# Uneven shower screen flow



## George B (Aug 8, 2021)

Hi everyone, I recently purchased a Rancilio Silvia but I'm stuggling to achieve reasonable extraction times. Shots pull way too fast. I have a sage smart grinder pro, which is obviosuly not the best grinder but I would expect to be able get somehwere near reasoanle espresso. But even on the finest setting, with a slight updose (19g in 18g vst basket) I typically reach around 36g in little more than 20 seconds. It may simply be a reflection of an inadequate grinder, but I noticed today that water flow through my shower screen appears particularly uneven. Rushing out in one or two solid streams (always intially one) with no even distribution. Sometimes flow is more even after I have run some water through the grouphead a few times. Comparing my flow to other videos appears to suggest it may be anamolous, leading me to think perhaps this flow is causing channelling (although no clear evidence is shown on the puck). I have tried loosening to the screw but to no avail.

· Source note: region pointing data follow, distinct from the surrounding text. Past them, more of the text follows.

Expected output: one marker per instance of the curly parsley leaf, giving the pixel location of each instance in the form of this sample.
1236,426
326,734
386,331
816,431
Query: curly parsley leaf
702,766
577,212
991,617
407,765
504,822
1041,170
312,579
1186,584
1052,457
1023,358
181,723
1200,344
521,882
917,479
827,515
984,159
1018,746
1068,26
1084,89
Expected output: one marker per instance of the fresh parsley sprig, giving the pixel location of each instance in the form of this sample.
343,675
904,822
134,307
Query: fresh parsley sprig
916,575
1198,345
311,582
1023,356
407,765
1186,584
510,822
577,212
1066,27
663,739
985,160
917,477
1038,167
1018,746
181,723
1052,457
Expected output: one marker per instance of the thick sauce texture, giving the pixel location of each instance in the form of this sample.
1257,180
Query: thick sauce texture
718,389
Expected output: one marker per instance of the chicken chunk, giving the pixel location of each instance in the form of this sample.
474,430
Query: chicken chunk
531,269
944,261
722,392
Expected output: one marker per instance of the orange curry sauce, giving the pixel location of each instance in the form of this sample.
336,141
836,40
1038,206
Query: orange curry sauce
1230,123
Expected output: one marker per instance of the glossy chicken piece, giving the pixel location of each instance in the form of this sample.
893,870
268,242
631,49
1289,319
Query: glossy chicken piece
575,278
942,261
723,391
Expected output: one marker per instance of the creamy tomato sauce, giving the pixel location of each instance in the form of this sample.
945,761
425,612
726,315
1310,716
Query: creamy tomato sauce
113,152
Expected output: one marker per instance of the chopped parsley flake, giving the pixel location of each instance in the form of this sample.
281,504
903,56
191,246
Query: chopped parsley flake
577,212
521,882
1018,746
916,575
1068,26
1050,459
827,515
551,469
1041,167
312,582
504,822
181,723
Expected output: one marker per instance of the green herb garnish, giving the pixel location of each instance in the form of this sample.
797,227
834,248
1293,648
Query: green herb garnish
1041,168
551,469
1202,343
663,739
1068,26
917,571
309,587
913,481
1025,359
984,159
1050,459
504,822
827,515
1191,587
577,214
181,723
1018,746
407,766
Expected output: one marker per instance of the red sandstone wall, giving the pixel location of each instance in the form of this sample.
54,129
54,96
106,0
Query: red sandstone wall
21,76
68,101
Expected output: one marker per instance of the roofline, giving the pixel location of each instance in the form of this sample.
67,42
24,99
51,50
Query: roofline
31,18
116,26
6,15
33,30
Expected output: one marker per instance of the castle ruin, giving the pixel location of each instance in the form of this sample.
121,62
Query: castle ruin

If anyone can advise whether my water flow is actually normal that would be brilliant, I have linked two videos as I purchased a flat shower screen upgrade, but the same issue persists for both.











Thank you in advance for any respones!


----------



## El carajillo (Mar 16, 2013)

Nothing wrong with the flow through shower screen, this is perfectly normal without a P/F and basket filled with coffee which holds the water / flow back.

I would suggest your coffee flow is either from non fresh beans / distribution but more likely the grinder.


----------